Meet KIMEP's new dean. Credit: Getty Images
A few months ago, in one of his periodic blowups, as predictable as thunderstorms in summer, the President of KIMEP University, Chang Young Bang, fired the longtime dean of the College of Social Studies, Gerald Pech. Since then, the university has scrambled for Pech’s successor. It seems to have found him, and I must say that Dr. Bang richly deserves him.
KIMEP flew in Jason Gainous, last seen at Duke Kunshan
University (search me), to present a Powerpoint seminar entitled, “Interconnectedness
and impact: Leading the future of social sciences.” It went downhill from there. Dr. Gainous is passionately concerned with “the
web of interconnectedness,” in which “social sciences are increasingly interconnected,”
“human behaviors and societal structures are interwoven, influencing global
phenomena (hey, they’re interconnected, too!), and “digital technologies are
reshaping disciplinary interconnectedness.” And that was just the first slide.

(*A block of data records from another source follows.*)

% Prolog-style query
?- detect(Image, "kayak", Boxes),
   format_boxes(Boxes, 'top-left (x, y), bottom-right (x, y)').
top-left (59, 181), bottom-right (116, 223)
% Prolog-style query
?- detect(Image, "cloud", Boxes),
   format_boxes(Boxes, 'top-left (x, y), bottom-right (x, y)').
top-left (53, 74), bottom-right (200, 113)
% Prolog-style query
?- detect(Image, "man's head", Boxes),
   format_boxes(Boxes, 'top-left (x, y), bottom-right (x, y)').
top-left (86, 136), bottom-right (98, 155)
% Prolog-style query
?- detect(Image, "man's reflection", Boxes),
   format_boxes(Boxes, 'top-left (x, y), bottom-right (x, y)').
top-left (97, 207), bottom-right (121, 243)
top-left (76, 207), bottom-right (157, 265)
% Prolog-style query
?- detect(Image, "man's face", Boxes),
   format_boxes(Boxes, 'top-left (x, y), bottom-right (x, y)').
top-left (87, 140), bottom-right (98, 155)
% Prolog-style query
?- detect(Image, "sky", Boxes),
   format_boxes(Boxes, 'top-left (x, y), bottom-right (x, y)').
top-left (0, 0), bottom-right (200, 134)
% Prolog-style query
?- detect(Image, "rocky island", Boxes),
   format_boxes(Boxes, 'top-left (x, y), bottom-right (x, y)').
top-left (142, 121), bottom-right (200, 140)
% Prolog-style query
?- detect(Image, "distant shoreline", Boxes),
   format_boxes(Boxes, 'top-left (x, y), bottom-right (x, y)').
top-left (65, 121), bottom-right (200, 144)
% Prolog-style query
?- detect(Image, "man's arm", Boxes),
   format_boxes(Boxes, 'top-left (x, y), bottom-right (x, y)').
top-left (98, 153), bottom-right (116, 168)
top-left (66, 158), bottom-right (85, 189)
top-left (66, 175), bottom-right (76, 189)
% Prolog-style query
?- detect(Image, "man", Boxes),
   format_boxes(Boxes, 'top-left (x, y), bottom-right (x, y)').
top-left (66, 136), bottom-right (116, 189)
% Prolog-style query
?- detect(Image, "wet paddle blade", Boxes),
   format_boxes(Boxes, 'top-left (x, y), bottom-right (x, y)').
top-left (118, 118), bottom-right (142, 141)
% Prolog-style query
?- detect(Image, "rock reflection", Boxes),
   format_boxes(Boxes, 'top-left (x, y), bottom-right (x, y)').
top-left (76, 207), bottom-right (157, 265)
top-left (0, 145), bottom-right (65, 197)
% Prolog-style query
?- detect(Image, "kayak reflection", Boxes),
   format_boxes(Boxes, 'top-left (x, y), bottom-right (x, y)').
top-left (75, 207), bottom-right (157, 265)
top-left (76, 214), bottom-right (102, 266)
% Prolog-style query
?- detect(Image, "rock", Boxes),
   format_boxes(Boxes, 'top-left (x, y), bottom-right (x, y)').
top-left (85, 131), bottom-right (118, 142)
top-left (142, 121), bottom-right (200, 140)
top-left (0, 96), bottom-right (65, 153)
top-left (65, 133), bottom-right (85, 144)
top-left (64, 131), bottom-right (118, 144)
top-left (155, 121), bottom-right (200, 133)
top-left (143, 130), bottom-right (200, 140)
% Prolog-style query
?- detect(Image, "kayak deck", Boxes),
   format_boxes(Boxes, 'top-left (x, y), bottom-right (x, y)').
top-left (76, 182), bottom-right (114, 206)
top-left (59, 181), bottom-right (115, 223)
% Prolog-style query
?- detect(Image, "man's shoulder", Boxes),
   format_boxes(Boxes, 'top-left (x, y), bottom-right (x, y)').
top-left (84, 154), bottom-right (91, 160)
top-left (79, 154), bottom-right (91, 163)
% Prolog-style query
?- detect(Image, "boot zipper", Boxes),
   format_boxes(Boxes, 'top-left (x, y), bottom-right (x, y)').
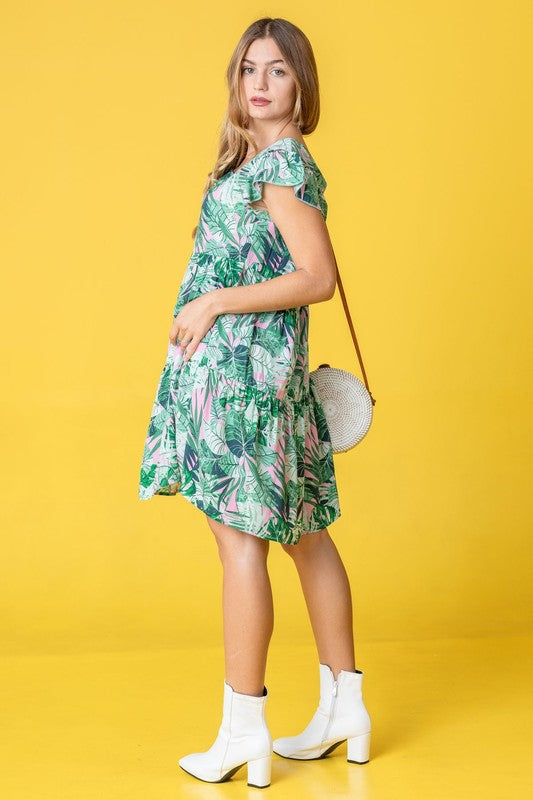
top-left (322, 678), bottom-right (338, 748)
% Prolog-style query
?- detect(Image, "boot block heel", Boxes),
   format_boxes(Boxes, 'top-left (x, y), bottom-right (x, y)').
top-left (347, 731), bottom-right (371, 764)
top-left (247, 754), bottom-right (272, 788)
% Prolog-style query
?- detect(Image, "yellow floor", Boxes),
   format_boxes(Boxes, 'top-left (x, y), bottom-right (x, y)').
top-left (1, 635), bottom-right (531, 798)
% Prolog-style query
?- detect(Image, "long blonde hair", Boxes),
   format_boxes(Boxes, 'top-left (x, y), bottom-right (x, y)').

But listen, we’ve got to get our priorities straight, because “interconnectedness
fuels impactful changes beyond social sciences.” Dr. Gainous’s inspiring vision
embraces “Unified Impact: Merging Liberal Arts with Social Sciences.” This
breathtaking dream focuses on “philosophical interconnectedness” with “holistic
insights” that “deepens [sic] understanding of human and societal dynamics.” I
don’t know about you, but my pulse is already racing, especially since Dr.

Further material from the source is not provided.